Dynamical mean-field study of a photon-mediated ferroelectric phase transition

TL;DR

This study uses dynamical mean-field theory to analyze how light-mediated interactions influence ferroelectric phase transitions in a 2D material coupled to surface plasmons, revealing enhanced ferroelectric order.

Contribution

It introduces a dynamical mean-field approach to model photon-mediated interactions and demonstrates their role in stabilizing ferroelectric phases in a minimal 2D system.

Findings

Photon-mediated interactions enhance ferroelectric order.

Mean-field approximation shows no effect of light-matter coupling on transition.

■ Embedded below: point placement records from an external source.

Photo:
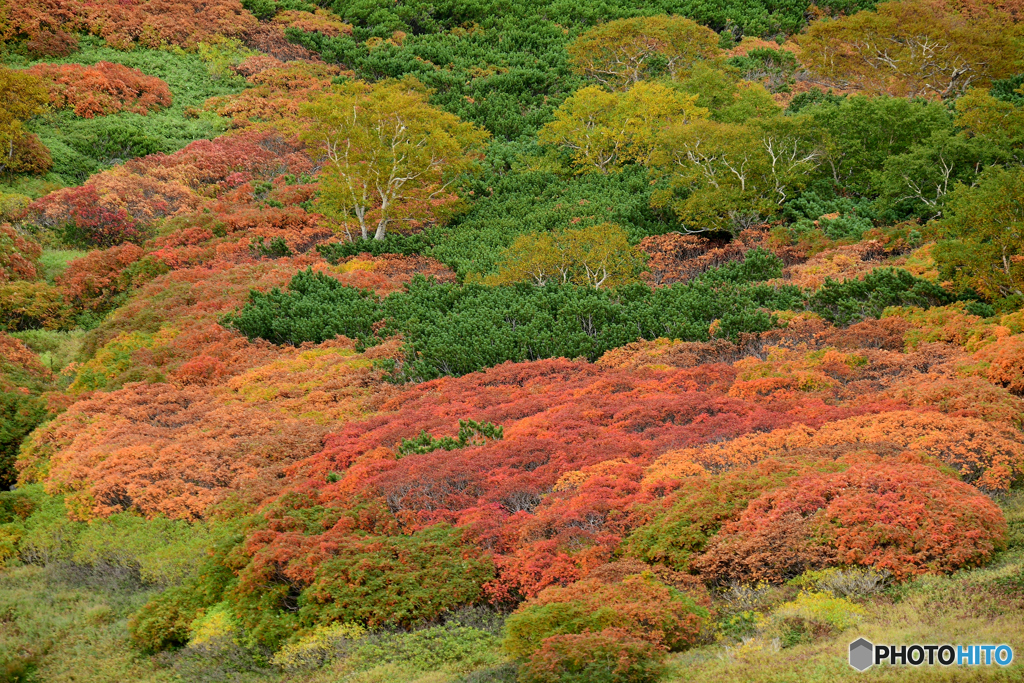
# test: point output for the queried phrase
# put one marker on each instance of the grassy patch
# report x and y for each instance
(60, 625)
(54, 261)
(55, 349)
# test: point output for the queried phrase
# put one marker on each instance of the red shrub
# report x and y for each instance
(89, 219)
(639, 605)
(91, 282)
(908, 519)
(611, 655)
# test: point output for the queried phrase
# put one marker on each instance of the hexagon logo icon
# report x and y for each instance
(861, 654)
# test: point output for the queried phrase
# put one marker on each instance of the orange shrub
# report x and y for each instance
(990, 456)
(18, 255)
(102, 88)
(907, 519)
(156, 449)
(123, 25)
(639, 605)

Bosonic dynamical mean-field theory reveals stabilization of ferroelectric phase.

Abstract

The interplay of light and matter gives rise to intriguing cooperative effects in quantum many-body systems. This is even true in thermal equilibrium, where the electromagnetic field can hybridize with collective modes of matter, and virtual photons can induce interactions in the solid. Here, we show how these light-mediated interactions can be treated using the dynamical mean-field theory formalism. We consider a minimal model of a two-dimensional material that couples to a surface plasmon polariton mode of a metal-dielectric interface. Within the mean-field approximation, the system exhibits a ferroelectric phase transition that is unaffected by the light-matter coupling. Bosonic dynamical mean-field theory provides a more accurate description and reveals that the photon-mediated interactions enhance the ferroelectric order and stabilize the ferroelectric phase.